- John Steenhuisen says the party is continuing coalition talks for the big metros.
- He says the DA will not be dictated to on how to govern.
- The party aims to form majority governments, but is aware it may fail to do so.
The DA is seized with coalition talks in the big metros, but party leader John Steenhuisen insists they are unwilling to govern with a gun to their head, just for the sake of gaining majorities.
Steenhuisen said the party had been engaging with smaller political parties to form coalition governments.
The DA was able to see its mayors elected in Gauteng's big metros, but would need opposition support to govern by majority.
Steenhuisen reiterated the party wanted to form stable coalition governments, and talks were ongoing in the big metros of Johannesburg, Tshwane and Ekurhuleni.
He said the effort to govern with a majority did not mean the party would give in to the whims and demands made by the EFF.
"We are not going to govern with a gun against our heads. It is not possible to govern effectively with a gun against your head.
"As much as we are prepared to give anything to make this work, we will be quite happy to go back to the opposition benches.
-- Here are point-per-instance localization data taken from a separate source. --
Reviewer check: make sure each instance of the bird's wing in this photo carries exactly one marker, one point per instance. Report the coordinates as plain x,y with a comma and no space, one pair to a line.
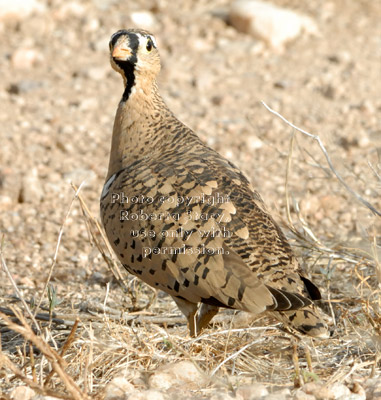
194,228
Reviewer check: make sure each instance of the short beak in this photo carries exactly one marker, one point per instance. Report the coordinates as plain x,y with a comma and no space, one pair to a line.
121,53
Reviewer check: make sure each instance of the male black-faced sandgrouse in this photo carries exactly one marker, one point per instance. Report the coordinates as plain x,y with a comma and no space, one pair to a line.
184,219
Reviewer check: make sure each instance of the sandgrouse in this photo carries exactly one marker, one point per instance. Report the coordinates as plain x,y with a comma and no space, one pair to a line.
186,220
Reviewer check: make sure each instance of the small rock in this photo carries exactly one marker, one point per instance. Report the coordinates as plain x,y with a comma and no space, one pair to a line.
31,188
22,393
225,396
300,395
118,389
324,392
148,395
272,24
144,19
252,392
19,9
70,9
80,175
176,374
283,394
340,391
26,58
373,388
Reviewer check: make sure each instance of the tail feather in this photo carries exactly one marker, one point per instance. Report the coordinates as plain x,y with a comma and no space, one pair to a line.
308,321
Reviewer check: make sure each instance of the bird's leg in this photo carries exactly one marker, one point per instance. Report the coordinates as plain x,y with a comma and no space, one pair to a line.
189,310
204,316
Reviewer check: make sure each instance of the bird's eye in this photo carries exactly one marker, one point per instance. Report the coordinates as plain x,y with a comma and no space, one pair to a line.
149,45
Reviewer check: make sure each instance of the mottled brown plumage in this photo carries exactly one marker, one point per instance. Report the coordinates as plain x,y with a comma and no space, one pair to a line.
186,220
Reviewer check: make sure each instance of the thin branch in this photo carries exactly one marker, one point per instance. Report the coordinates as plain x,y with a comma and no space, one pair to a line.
57,247
5,268
327,157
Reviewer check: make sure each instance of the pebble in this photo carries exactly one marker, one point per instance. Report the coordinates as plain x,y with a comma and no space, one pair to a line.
19,9
31,188
144,19
118,388
177,374
22,393
148,395
274,25
26,58
252,392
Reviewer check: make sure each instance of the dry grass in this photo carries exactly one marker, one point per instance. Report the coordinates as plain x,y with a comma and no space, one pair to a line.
76,354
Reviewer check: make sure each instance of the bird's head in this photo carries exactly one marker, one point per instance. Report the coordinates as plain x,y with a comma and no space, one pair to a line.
134,54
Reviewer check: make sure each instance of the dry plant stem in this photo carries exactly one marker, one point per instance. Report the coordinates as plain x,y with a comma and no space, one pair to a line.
6,362
65,347
234,355
289,159
327,157
56,361
57,247
295,359
91,222
5,267
31,355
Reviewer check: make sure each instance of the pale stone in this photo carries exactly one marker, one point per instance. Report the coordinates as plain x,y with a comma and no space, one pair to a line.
118,388
144,19
19,9
22,393
274,25
176,374
252,392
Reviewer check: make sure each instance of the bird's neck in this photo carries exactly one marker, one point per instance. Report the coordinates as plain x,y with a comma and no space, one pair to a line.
137,125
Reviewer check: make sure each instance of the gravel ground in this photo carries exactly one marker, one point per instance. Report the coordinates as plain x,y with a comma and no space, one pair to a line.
58,96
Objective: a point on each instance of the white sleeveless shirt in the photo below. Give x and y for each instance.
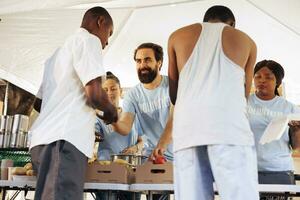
(211, 103)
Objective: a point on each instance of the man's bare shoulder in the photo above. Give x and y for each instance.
(238, 34)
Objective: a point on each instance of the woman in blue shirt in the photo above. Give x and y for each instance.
(275, 163)
(112, 142)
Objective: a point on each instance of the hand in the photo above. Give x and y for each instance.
(130, 150)
(157, 152)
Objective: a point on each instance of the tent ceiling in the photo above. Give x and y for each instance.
(28, 38)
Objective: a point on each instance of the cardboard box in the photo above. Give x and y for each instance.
(113, 173)
(154, 173)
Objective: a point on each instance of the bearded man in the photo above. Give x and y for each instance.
(148, 101)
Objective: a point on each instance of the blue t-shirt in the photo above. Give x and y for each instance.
(151, 109)
(276, 155)
(113, 142)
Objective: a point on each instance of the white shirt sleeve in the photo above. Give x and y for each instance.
(87, 57)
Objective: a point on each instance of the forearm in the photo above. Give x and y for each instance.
(166, 137)
(295, 138)
(121, 127)
(140, 143)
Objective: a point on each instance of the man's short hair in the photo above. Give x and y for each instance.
(219, 12)
(158, 51)
(94, 13)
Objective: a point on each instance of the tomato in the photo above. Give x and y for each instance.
(159, 160)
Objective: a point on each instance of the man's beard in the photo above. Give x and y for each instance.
(147, 77)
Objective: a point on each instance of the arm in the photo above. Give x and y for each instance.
(294, 133)
(165, 138)
(137, 148)
(172, 71)
(37, 104)
(249, 68)
(97, 98)
(124, 124)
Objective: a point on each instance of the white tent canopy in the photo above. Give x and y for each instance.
(31, 30)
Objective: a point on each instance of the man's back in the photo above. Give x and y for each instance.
(236, 44)
(211, 65)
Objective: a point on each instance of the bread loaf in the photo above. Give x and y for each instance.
(30, 172)
(28, 166)
(18, 171)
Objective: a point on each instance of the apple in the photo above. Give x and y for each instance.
(159, 160)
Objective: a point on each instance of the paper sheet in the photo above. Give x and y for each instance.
(277, 127)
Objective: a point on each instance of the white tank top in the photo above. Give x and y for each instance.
(211, 103)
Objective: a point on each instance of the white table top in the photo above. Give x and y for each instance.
(100, 186)
(143, 187)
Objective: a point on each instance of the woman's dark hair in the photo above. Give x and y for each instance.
(219, 12)
(94, 13)
(110, 75)
(275, 68)
(158, 51)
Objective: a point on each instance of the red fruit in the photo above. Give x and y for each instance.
(159, 160)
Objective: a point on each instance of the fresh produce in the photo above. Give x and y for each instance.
(159, 160)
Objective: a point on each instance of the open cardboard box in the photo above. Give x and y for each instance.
(154, 173)
(113, 173)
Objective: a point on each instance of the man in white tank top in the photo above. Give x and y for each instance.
(210, 74)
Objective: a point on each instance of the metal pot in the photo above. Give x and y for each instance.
(130, 158)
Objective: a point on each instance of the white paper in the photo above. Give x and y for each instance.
(277, 127)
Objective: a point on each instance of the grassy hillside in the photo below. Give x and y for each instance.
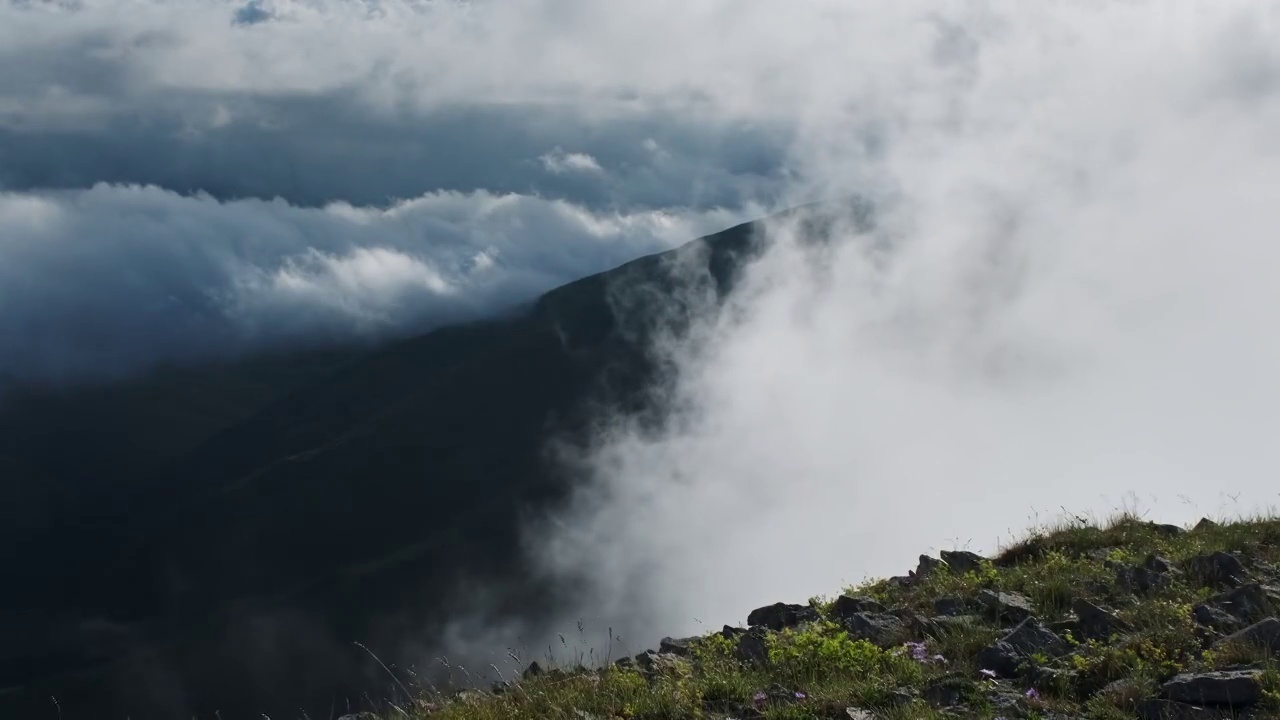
(1129, 619)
No one is going to dictate to us what our principle sets are. The DA is not closed to any party and will be entitled to putting forward good ideas," Steenhuisen said during a press briefing on Friday.
The DA's Federal Council chairperson, Helen Zille, speaking on allegations made by EFF leader Julius Malema, said the red berets were bitter because it was being told to negotiate in good faith.
Malema accused Zille and the DA of going against the opposition political parties. He also accused her of having an arrangement with Cyril Ramaphosa, the ANC president.
Zille rubbished these claims.
She said the party's stance on non-cooperation with the EFF was because the DA would not be dictated to on how to govern.
"Non-cooperation with the EFF means we will not do what was done before, where the EFF expects to dictate to the parties inside the government on what to do. That is the kind of conditions Malema wanted. He does not want to be in government. He wants to control the officials and the tenders issued by the government," she said.